Clearly, behaviour change lies at the heart of the challenge of open defecation in India. For a start, policy-makers should acknowledge the socio-cultural dimensions of the issue and set aside their aversion to talking about caste and untouchability.
The Swachh Bharat mission adopts an essentially technocratic approach, allocating a miniscule portion of its resources to behaviour change. The community-based strategy it proposes will work only to the extent the community buys into the challenge of modifying societal rules of purity and pollution.
“Above all, embrace the problem”, Coffey and Spears advocate. “Both the government and international development should be vocal about the causes of widespread open defecation in India. Struggling against untouchability is working towards the end of open defecation in India, and vice versa.”
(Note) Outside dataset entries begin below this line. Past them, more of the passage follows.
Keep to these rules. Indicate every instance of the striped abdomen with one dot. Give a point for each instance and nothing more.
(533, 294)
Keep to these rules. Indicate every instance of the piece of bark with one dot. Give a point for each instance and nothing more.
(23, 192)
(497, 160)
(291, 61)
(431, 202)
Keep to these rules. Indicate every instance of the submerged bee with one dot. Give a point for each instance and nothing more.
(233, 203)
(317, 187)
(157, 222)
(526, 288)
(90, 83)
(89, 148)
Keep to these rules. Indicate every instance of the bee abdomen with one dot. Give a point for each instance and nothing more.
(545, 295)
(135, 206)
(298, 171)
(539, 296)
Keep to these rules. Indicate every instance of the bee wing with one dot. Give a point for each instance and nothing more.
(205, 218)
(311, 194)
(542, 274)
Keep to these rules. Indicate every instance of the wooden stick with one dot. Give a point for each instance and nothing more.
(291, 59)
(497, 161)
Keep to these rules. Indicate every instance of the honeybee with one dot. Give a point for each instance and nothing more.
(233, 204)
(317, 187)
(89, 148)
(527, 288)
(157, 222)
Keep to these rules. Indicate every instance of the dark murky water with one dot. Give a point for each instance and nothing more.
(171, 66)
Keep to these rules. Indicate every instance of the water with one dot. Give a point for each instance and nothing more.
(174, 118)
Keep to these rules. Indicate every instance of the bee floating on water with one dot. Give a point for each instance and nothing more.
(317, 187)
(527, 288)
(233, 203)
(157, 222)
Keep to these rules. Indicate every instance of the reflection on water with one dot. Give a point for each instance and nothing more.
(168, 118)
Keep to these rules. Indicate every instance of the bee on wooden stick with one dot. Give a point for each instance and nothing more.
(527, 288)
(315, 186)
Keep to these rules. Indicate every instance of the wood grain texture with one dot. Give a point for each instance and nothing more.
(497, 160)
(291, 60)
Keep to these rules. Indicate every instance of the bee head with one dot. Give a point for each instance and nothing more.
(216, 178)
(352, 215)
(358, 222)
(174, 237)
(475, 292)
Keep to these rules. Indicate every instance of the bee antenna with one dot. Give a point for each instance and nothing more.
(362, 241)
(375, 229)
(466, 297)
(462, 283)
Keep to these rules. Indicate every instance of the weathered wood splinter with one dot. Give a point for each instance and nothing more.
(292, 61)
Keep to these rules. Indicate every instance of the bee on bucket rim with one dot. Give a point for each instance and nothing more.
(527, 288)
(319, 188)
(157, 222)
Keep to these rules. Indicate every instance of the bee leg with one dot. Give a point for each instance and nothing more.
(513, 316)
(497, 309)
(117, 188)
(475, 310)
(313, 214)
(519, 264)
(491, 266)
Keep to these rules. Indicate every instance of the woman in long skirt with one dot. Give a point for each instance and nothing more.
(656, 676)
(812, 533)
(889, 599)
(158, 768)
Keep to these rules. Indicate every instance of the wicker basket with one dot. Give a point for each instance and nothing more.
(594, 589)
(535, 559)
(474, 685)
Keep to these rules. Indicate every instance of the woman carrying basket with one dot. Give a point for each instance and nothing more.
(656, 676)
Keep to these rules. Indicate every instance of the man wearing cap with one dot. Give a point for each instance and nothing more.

Where India Goes is essential reading not only for policy-makers and development professionals, but for anyone interested in the paradoxes of development in the early 21st century. Presenting rigorous quantitative analysis for a lay person’s understanding alongside qualitative insights based on personal interactions, the book is an engaging and rewarding read.
As Angus Deaton, the Nobel laureate, puts it in his foreword:
It is one of the great achievements of this book that it works on so many levels, untangling the intellectual puzzles with the verve of a good mystery, telling us the stories of people who are suffering, how they live their lives, why they think and behave as they do and what sort of interventions might help or hurt them.
Govindan Nair is a retired civil servant who lives in Chennai after more than three decades in Uttar Pradesh, Delhi and overseas.